I am committed to do the work but the difficulties of my life continually take me out of it, leaving me feeling disappointed. Clearly I need to change my situation so I can do the work.
For most of us, ordinary life is very hard. There are many setbacks and difficulties. Our attention is continually being pulled involuntarily in different directions. But let’s be clear. If we did not have these problems, we would have no interest in the work and no opportunity to work.
I remember Baba Ram Das saying: “No appointment, no disappointment.” This is true from one point of view and it’s a valuable insight, but not one for all occasions. The first step towards the work is taken when you come to understand that the world cannot satisfy you, that for all its beauty, everything it has to offer you is insufficient. This is a great disappointment but a necessary one.
And it must be noted that successful people, in the conventional sense, are rarely attracted to the fourth way for long. They may think that this work will help them be more successful, that it will give them additional powers for personal attainment, but it is not so.

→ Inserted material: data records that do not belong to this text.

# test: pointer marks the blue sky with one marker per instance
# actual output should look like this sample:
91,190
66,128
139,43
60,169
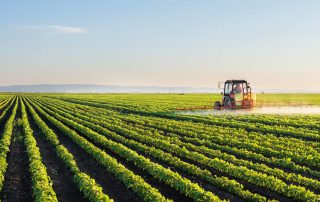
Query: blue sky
273,44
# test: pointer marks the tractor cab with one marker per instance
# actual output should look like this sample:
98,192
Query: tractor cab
236,94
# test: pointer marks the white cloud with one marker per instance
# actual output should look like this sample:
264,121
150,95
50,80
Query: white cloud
52,29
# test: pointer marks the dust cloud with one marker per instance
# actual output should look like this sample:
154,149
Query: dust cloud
272,110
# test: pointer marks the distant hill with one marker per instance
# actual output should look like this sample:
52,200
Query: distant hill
83,88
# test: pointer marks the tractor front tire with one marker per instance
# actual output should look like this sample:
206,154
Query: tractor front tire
217,105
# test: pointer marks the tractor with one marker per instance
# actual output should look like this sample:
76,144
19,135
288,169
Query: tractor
236,95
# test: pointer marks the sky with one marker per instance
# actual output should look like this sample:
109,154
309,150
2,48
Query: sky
273,44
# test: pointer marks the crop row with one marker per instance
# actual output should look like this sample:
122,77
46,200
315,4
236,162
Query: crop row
239,172
165,175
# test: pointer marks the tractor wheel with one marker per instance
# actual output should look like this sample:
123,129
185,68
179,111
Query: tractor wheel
227,103
217,105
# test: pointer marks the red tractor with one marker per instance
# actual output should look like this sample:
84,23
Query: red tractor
236,95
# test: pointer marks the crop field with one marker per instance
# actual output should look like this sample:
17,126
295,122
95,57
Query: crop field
134,147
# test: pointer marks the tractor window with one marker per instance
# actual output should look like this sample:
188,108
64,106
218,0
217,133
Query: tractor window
228,88
238,87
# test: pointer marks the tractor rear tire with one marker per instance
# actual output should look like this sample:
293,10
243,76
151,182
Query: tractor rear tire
217,105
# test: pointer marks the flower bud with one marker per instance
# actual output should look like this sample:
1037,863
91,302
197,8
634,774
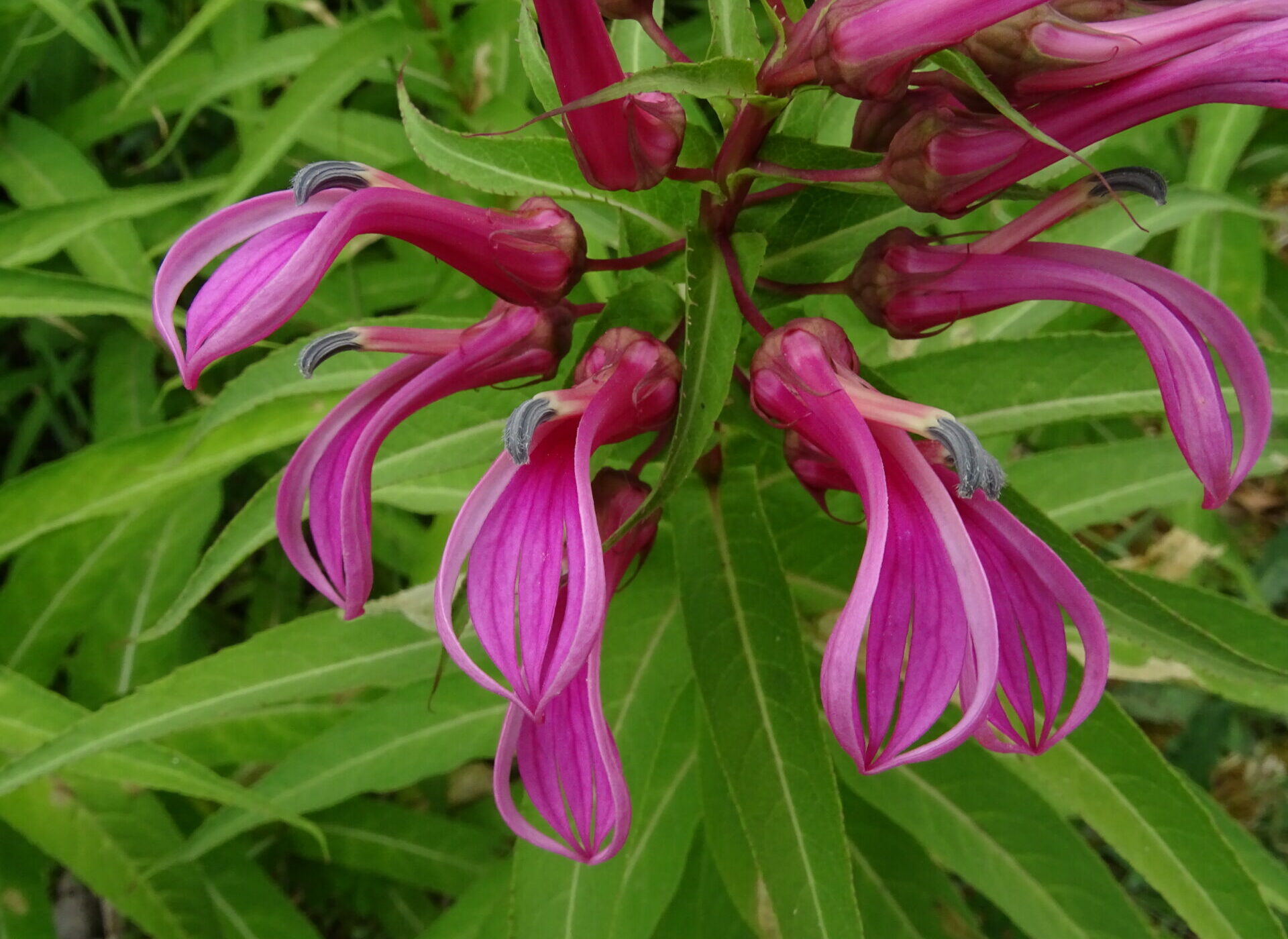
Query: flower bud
547,256
653,127
617,496
872,281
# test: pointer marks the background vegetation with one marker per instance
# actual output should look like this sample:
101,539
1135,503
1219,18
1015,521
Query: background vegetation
199,723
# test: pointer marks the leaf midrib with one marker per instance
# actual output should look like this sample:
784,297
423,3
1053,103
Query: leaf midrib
759,697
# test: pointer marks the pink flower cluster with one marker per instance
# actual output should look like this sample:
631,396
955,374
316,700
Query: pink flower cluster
953,597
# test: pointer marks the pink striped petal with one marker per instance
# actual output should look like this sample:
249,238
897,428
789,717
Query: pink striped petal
572,773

The difficulties of life are necessary for work. The greater difficulty is when we are no longer disappointed for ourselves because then a huge source of work energy is lost. Equanimity is much more dangerous to one’s work than struggle, although equanimity also has its place in the later stages, when it is no longer a cover for complacency or defeatism. But we have the ongoing heartbreak of disappointment on behalf of others, especially our children and young friends.

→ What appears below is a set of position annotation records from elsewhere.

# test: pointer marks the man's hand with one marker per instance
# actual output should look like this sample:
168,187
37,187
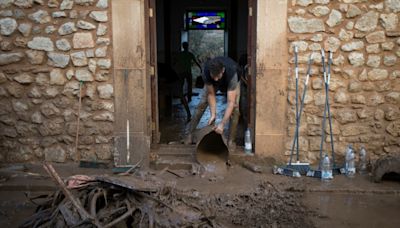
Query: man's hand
211,120
219,128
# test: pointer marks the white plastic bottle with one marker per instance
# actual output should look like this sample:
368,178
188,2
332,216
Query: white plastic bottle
362,167
326,169
247,142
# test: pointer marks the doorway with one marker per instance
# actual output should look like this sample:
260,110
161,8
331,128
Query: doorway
204,44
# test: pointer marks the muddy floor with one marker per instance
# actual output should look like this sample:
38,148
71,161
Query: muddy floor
238,198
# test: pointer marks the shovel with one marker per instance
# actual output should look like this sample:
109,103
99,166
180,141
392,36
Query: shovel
212,150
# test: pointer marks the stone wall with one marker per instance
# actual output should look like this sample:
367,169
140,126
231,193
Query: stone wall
47,48
364,37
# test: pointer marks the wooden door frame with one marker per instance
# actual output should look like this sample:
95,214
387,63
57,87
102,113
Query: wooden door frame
251,59
152,37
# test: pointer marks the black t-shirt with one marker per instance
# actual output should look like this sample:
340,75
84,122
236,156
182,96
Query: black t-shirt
230,77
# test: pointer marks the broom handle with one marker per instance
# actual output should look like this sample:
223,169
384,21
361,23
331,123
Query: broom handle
296,70
78,154
296,134
329,109
297,99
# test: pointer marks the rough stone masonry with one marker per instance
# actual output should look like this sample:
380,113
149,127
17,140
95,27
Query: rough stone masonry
47,48
364,37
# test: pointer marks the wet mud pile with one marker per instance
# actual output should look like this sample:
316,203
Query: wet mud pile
129,201
266,206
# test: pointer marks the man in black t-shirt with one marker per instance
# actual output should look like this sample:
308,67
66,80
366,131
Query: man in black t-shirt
220,73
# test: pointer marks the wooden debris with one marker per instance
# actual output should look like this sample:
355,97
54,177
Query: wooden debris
105,201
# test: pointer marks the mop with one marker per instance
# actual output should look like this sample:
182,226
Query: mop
327,78
298,168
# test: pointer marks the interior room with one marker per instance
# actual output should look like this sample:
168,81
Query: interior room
211,28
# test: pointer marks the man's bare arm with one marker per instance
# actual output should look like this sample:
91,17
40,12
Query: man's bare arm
212,103
228,111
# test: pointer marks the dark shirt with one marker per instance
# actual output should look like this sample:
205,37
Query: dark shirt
230,78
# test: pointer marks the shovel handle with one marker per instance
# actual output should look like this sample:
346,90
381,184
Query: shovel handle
329,66
310,61
296,69
323,64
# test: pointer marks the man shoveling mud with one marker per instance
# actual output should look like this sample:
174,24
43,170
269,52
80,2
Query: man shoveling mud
219,73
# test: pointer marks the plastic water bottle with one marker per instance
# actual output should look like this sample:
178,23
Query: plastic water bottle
363,161
326,172
350,162
247,142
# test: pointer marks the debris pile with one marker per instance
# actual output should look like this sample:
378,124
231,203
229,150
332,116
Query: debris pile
103,201
134,201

For me, the disappointment leads to negative thoughts and moods which make it impossible to work.
Dealing with one’s negativity about oneself is absolutely critical. Continual self-criticism is enormously destructive. In the process of learning meditation, control of these states can be developed. Essentially, in meditation you learn to separate from thinking, to know in real time that you are perception and attention, not the thinker. This separation is dis-identification, a disengagement from the thinker and a re-engagement with voluntary attention. It is not stopping thoughts. It is a shift of identity.
This does not come easily for me.
There are other things you can do. Vajrayana teaches hundreds of possible antidotes. Strictly speaking, meditation is not an antidote. Placing attention on sensation can be effective. Negative thoughts need a certain amount of attention to flourish. Shifting attention elsewhere is like cutting the power cord on negative thinking. Move to an activity that diverts your attention.
Voluntarizing negative states and self-talk can also generate surprisingly positive results; rather than compound the negativity by criticizing yourself for it, agree to go into it. Intentionally make yourself emphatically negative and see what it looks like (probably best in private). You may even laugh at yourself, which is a most wonderful antidote.
Ultimately, the only real refuge is to be present in the present. That is where real help can be found. The past and the future have almost all the negativity in our lives. Of course, there may be exceptions such as those who experience high levels of physical pain.
One general rule. When in a negative space, do not let yourself think about or act upon anything important, until the mood has passed. Protect what is precious to you.